Because then you'd need to mail out these USB keys and hope that they don't go missing or are misused before IT can force a key rotation. Also the time involved in buying and creating the USB keys for all remote employees. Just have everyone bring their laptop to the closest office, IT can scan the key off their machine for the laptop, and now they can quickly delete the offending CrowdStrike files. If you mailed them out, employees would still need to be walked through on deleting the files and would need the right access to do so.
If you have 5 IT workers processing 200 remote employees at each office and the resolution takes only 5 minutes, you can get the work done in 3 hours. Building USB keys and waiting for them to be mailed out for every employee probably takes longer than it took to write the basic barcode script.
> How can you rotate the bitlocker key? I was under the impression that it’s permanent.
The actual key key is not changeable, but the "recovery key" is not actually the key (or a representation of it) but is another password that unlocks the actual key. As already mentioned, this can be done in one click on an admin console, and even on personal systems you could change it (even to all zeroes if you're stupid enough) using the manage-bde command-line program.

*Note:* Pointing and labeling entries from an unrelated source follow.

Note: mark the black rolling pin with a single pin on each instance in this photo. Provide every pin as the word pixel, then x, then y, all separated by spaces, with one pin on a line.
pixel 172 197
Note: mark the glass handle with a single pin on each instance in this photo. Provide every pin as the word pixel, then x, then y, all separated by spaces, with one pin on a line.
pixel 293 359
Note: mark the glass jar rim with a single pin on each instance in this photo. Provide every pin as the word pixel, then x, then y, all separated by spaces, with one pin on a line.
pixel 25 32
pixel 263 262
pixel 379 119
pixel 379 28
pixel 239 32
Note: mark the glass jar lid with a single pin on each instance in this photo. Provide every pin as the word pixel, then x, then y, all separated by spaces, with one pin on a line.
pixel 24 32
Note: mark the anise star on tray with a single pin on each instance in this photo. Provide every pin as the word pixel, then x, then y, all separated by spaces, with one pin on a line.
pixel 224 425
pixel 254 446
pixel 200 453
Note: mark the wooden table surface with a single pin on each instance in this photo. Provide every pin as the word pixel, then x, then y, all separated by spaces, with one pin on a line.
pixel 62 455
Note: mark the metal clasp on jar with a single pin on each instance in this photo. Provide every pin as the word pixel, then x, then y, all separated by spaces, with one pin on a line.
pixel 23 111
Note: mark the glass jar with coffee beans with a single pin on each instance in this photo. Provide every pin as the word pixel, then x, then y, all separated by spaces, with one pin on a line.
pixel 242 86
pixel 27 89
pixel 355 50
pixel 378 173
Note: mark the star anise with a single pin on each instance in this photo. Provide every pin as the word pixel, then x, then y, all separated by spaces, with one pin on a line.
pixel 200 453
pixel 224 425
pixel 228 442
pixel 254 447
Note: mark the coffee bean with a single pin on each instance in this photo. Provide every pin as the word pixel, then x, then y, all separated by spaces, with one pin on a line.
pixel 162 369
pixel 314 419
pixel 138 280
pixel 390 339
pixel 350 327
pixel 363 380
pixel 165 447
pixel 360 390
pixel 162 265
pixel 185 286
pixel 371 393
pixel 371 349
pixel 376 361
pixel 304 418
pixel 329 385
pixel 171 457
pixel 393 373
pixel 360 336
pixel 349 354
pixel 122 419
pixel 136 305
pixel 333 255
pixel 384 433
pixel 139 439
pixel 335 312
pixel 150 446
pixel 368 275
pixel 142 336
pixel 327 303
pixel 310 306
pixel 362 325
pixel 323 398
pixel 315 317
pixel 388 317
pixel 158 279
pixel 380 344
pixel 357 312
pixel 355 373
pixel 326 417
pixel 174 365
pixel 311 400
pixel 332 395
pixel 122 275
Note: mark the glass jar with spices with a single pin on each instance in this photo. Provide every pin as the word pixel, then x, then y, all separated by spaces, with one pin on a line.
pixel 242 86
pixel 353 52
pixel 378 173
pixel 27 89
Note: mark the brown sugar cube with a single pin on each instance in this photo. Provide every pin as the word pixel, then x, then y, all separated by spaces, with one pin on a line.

Woltz is pleased that his idea translated into a swift recovery, but also a little regretful he didn't think of using QR codes – they could have encoded sufficient data to automate the entire remediation process.
I don't follow this, what could they have done with QR codes?
I used to work in an archive, and the Symbol LS2208 was a pretty great scanner. The model is also old enough, that you can find them branded Symbol, Motorola, and Zebra.
I had my own cheat sheet to reprogram it, eg. changing the final character to tab or enter, scan on trigger press or always scan. It struggled a little with black barcodes on navy blue labels, but that's a terrible idea anyway.